“Hay derrotas que tienen más dignidad que muchas victorias”

El baloncesto siempre te guarda alguna sorpresa, algo inesperado o improbable que a veces ocurre. Esa imprevisibilidad es lo que hace que los deportes de equipo tengan tanta atracción para el público. Si bien es cierto que no ocurre tanto como en el fútbol, el baloncesto también es una expresión donde no siempre tiene que ganar el poderoso. La derrota del Real Madrid este fin de semana es un claro ejemplo. Ese tipo de historias son las que engrandecen nuestro deporte.

La liga profesional sueca de baloncesto no tiene el gran seguimiento de las grandes ligas europeas, el baloncesto aquí no es ni el primer, ni el segundo ni tercer deporte. Por eso, sus historias tendrán menos trascendencia.

Los destinatarios finales del deporte de élite no son otros que los propios aficionados. Ser soñadores sin dejar de pisar el suelo. Decía Cruyff que no hay medalla más grande que defender un estilo, un estilo o una idea con la que se identifique un pueblo.

Más allá de todo esto, este fin de semana me tocó vivir una experiencia de esas que nos pasan y nos acompañan para siempre, de esas que daremos valor con el paso del tiempo. No salimos campeones, pero nos divertimos, crecimos, creímos… Si para ganar debes dejar de divertirte, ¿para qué sirve ganar?

Competimos contra el campeón de la liga sueca del año anterior, lo hicimos defendiendo una idea, un estilo agresivo, colaborativo, … donde todos somos importantes y ninguno imprescindible.
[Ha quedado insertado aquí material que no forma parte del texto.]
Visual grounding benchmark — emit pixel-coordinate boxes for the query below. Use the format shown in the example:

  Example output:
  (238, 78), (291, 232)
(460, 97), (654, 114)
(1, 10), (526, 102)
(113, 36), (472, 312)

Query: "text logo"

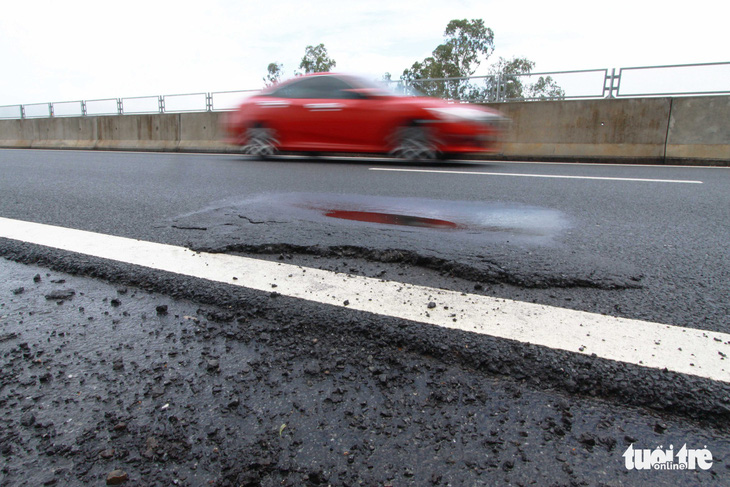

El club con 4 años de existencia, desde la llegada de Boris Balibrea, se inyectó de una dosis de ilusión, crecimiento o pasión que nos ha conducido a cotas antes impensables. Estuvimos cerca, muy cerca de jugar la final… Quizá si el partido hubiera durado 5 minutos menos, y el nerviosismo propio de la inexperiencia no se hubiera apoderado de nosotros, el final hubiese sido diferente. Son experiencias, es un enriquecimiento individual y grupal inolvidable. Somos sabedores que, compitiendo así, que, jugando así, a pesar de tener que tragar ahora veneno, obtendremos lo que nos merecemos. El tiempo da dulces salidas a amargas dificultades, como decía el Quijote.

Sin embargo, la enseñanza más importante la obtuve lejos de los partidos, como casi siempre ocurre con este dichoso deporte que deja amistades y momentos que perduran en el tiempo. Recibimos la visita inesperada de un amigo, Robert Santos, quien quería poder decir que compartió con nosotros una experiencia así. Como decía Bielsa, no me quieras porque gané, necesito que me quieras para ganar. Estos son detalles, regalos de la vida, que no se olvidan. Recorrer 3000 km para ver a unos amigos y disfrutar con ellos de un momento así, solo lo hacen las buenas personas, y a este tipo de buenas personas debemos acercarnos.

Cuando hay dinero, como en el deporte de élite, pervertirte y perder tus valores individuales es más fácil. El baloncesto no debe caer en esa tentación. Creo en el espíritu quijotesco de luchar por nuestras utopías sin llegar a traicionar nuestras convicciones. Vivimos en la sociedad de lo inmediato, donde sólo se ensalza a quien gana y todo lo demás es sobrante. No se valoran los procesos, sólo el cortoplacismo. El alto rendimiento es un espejo donde los más jóvenes se miran, si no somos un ejemplo de comportamiento, de conducta, de defensa de una idea a pesar de las adversidades del momento, ¿qué ejemplo estamos dando? Todo lo que hacemos, lo hacemos para intentar ganar. Pero hay cosas que no se podrán negociar. Sentirse identificado con tu equipo no está vinculado a la victoria. Transitar la adversidad y superarla sin pervertirte enriquece el camino y establece unos lazos duraderos en el tiempo.

Al final, lo que queda es que nosotros fuimos terceros…Pero, ¿y qué? La imagen que encabeza este artículo es del partido por el tercer y cuarto puesto… Les quiero, admiro y respeto por actitudes como ésta.